À sa surprise, le capitaine répliqua :
- Pourquoi, vous comptez vous y rendre ?
- J’adopterais bien une fille de là-bas, vous voyez… eh, ne me regardez pas comme ça !
- Je sais ce que veut dire une fille.
Ils se turent sur le reste du chemin. La partie administrative réglée,
il n’avait pas d’autre hâte que d’atteindre le site du projet et d’en
finir avec sa mission. Les maisons proches, la ville brillante et
tempérée de Nuuk, le ciel bleu riant masquaient à cette population une
proximité effrayante du Nouveau Monde, un saut de puce que les armées
pouvaient franchir à tout instant. Ils vivaient avec mais pour Kyréna,
comme pour tous ceux qui restaient sur Aïo, cette proximité rendait
anxieux, irrémédiablement.
Le Cive les attendait rampe ouverte. Un chef de hangar discutait avec
la pilote Naïa, s’éclipsa à l’approche de l’officier. Déjà s’était
instaurée une discipline relâchée et elle n’eut pas à saluer son
supérieur.
- On ne reste pas ?
Le capitaine montra son feuillet d’autorisations.

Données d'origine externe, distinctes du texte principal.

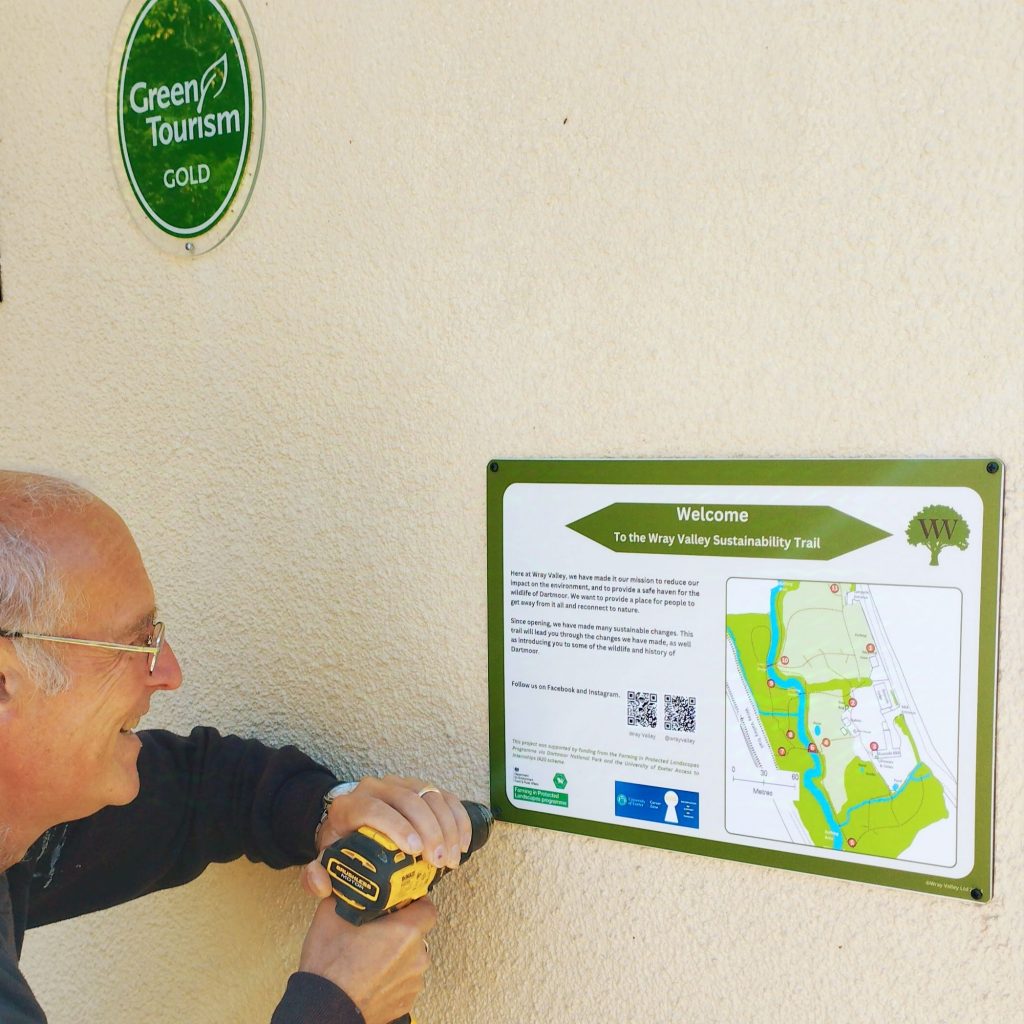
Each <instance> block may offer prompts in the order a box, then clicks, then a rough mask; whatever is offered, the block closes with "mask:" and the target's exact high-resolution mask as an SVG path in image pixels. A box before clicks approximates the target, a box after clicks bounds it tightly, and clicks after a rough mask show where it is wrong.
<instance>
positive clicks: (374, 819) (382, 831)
mask: <svg viewBox="0 0 1024 1024" xmlns="http://www.w3.org/2000/svg"><path fill="white" fill-rule="evenodd" d="M410 781H411V782H413V781H416V780H410ZM421 788H422V787H421ZM368 790H369V795H370V796H378V794H379V799H378V800H375V801H373V802H372V803H371V804H370V805H368V806H367V808H366V815H365V820H366V822H367V824H369V825H371V826H372V827H374V828H377V829H378V830H380V831H382V833H384V834H385V835H386V836H390V837H391V839H392V840H394V842H395V843H397V845H398V846H400V847H401V848H402V849H403V850H406V852H407V853H421V852H422V854H423V858H424V859H425V860H428V861H430V863H431V864H433V865H434V866H435V867H446V866H447V860H449V853H447V843H446V842H445V839H444V829H443V827H442V825H441V823H440V822H439V821H438V820H437V815H436V813H435V812H434V810H433V808H432V806H431V805H430V804H428V803H427V802H426V801H425V800H424V799H423V797H419V796H417V791H416V790H411V788H407V787H406V785H397V784H394V783H389V781H388V780H387V779H381V780H380V783H379V787H378V786H372V787H368ZM428 796H429V794H428ZM385 801H386V803H385ZM445 806H446V805H445ZM402 818H403V819H404V829H403V830H397V831H392V830H391V828H392V827H394V828H399V829H400V826H399V823H398V822H399V819H402ZM378 821H379V822H381V823H380V824H378ZM385 821H386V822H387V824H385ZM410 825H412V833H410V830H409V828H410ZM414 835H415V837H416V839H417V840H418V841H419V842H420V843H421V844H422V846H421V847H420V848H419V849H414V848H411V847H407V846H404V845H403V844H402V842H401V841H400V838H401V837H402V836H407V842H408V843H410V844H412V842H413V839H412V837H413V836H414Z"/></svg>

- Faites chauffer les réacteurs.
- Capitaine, à propos du biochimiste… il est sous traitement.
- Antidépresseurs ?
- Stimulants, narcotiques, drogues de combat, il a avalé le tout sous mes yeux. Il m’en a même proposé.
- Faites avec.
Un tube de pilules vide avait été jeté négligemment sous le siège. Le
professeur Jean toujours couché sur son ordinateur n’avait pas l’air
autrement affecté. Il releva la tête à l’approche des autres passagers,
il leur sourit.
- Vous y avez réfléchi colonel ?
- Capitaine.
- Quand vous y réfléchissez bien, quand vous y pensez la tête froide,
je ne comprendrai jamais pourquoi les gens veulent garder la tête
froide, c’est absolument désagréable, on a l’impression de se laisser
mourir, mais ce que je veux dire, c’est que ça ne peut être que la
thymine.
Les soldats à bords se regardèrent, et l’air entendu, statuèrent qu’ils l’avaient perdu.
- Tenez-vous bien doc’, on décolle.
Immons ajouta :
- Je crois que dans son cas c’est déjà fait.

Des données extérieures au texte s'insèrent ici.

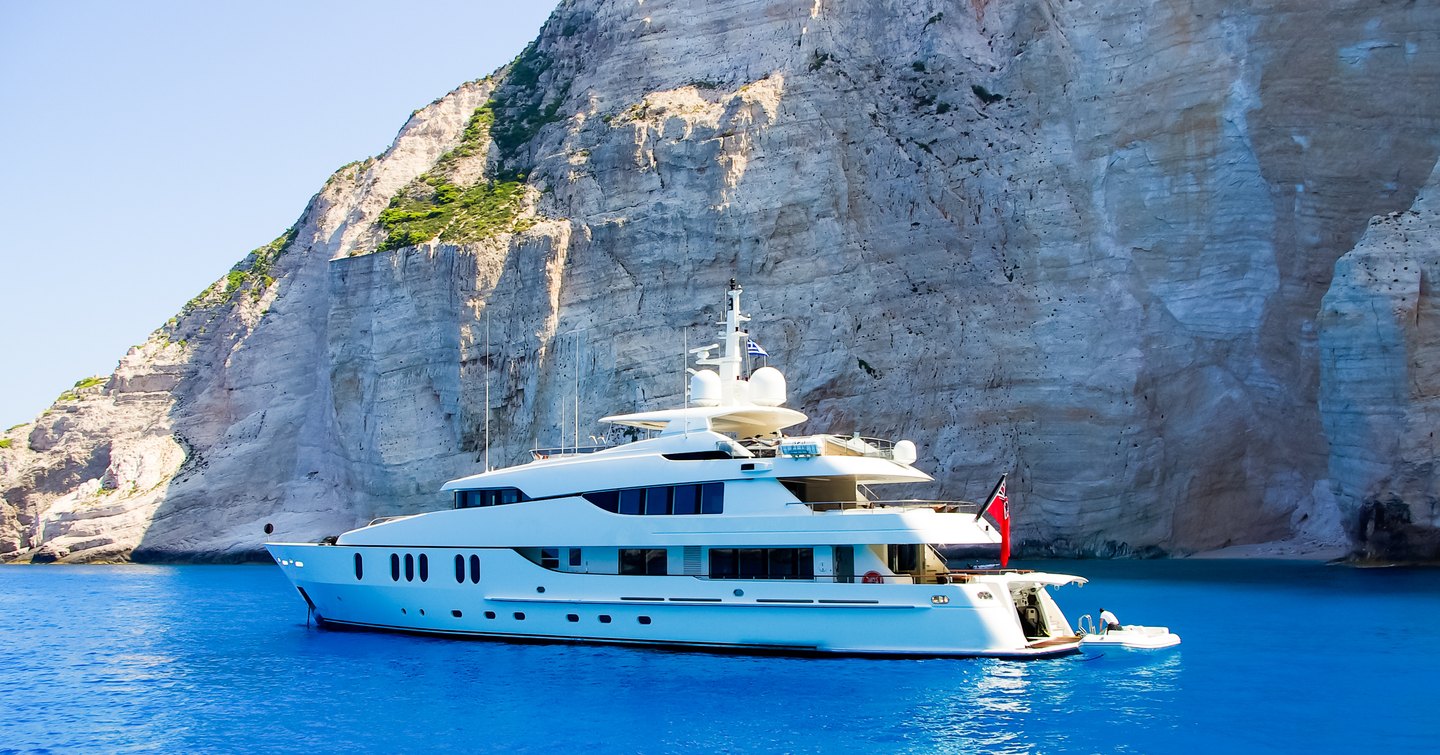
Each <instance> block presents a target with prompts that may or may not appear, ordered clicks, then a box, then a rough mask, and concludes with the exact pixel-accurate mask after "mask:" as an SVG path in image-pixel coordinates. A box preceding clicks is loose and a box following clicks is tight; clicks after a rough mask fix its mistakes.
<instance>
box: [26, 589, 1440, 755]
mask: <svg viewBox="0 0 1440 755" xmlns="http://www.w3.org/2000/svg"><path fill="white" fill-rule="evenodd" d="M1031 566H1040V568H1044V569H1047V571H1066V572H1071V573H1080V575H1086V576H1090V578H1092V579H1093V582H1092V584H1090V585H1086V586H1083V588H1077V586H1068V588H1061V589H1058V591H1057V598H1058V601H1060V604H1061V607H1064V608H1066V611H1067V612H1070V614H1071V615H1073V617H1076V615H1079V614H1096V612H1097V611H1099V608H1100V607H1102V605H1103V607H1106V608H1109V609H1112V611H1115V612H1116V614H1119V617H1120V620H1122V621H1125V622H1135V624H1168V625H1169V627H1171V628H1172V630H1175V631H1176V633H1178V634H1179V635H1181V637H1182V638H1184V644H1181V645H1179V647H1178V648H1171V650H1165V651H1151V653H1140V651H1123V650H1107V651H1103V653H1100V651H1087V653H1086V654H1081V656H1071V657H1067V658H1057V660H1044V661H999V660H861V658H785V657H744V656H714V654H703V653H675V651H657V650H632V648H612V647H586V645H524V644H504V643H485V641H465V640H435V638H425V637H408V635H392V634H361V633H337V631H320V630H312V628H307V625H305V611H304V604H302V602H301V601H300V598H298V597H297V595H295V592H294V589H292V588H291V586H289V585H288V582H285V578H284V576H282V575H281V573H279V571H278V569H276V568H272V566H10V568H0V752H6V754H9V752H32V751H88V752H135V751H166V752H202V751H203V752H256V751H288V752H297V751H310V752H340V751H364V752H379V751H392V752H408V751H420V749H425V751H521V752H553V751H556V749H562V751H563V749H569V751H580V749H583V751H598V752H674V751H736V749H743V751H788V752H960V751H965V752H1110V751H1117V752H1145V754H1149V752H1221V751H1223V752H1434V751H1436V749H1437V746H1440V745H1437V742H1440V716H1437V707H1440V682H1437V680H1440V653H1437V651H1436V648H1437V647H1440V572H1434V571H1420V569H1369V571H1356V569H1349V568H1336V566H1322V565H1312V563H1286V562H1198V560H1192V562H1045V563H1035V565H1031Z"/></svg>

- On reparle de vos rêves familiaux ?
Naïa releva la tête. Elle avait remarqué le changement de ton entre son
officier et l’homme de la CRIJ. Elle fit la moue, lança les réacteurs
et tandis que tous s’installaient, elle prévint la tour de leur départ.
- Le site est en eau profonde, vingt-cinq kilomètres à l’ouest.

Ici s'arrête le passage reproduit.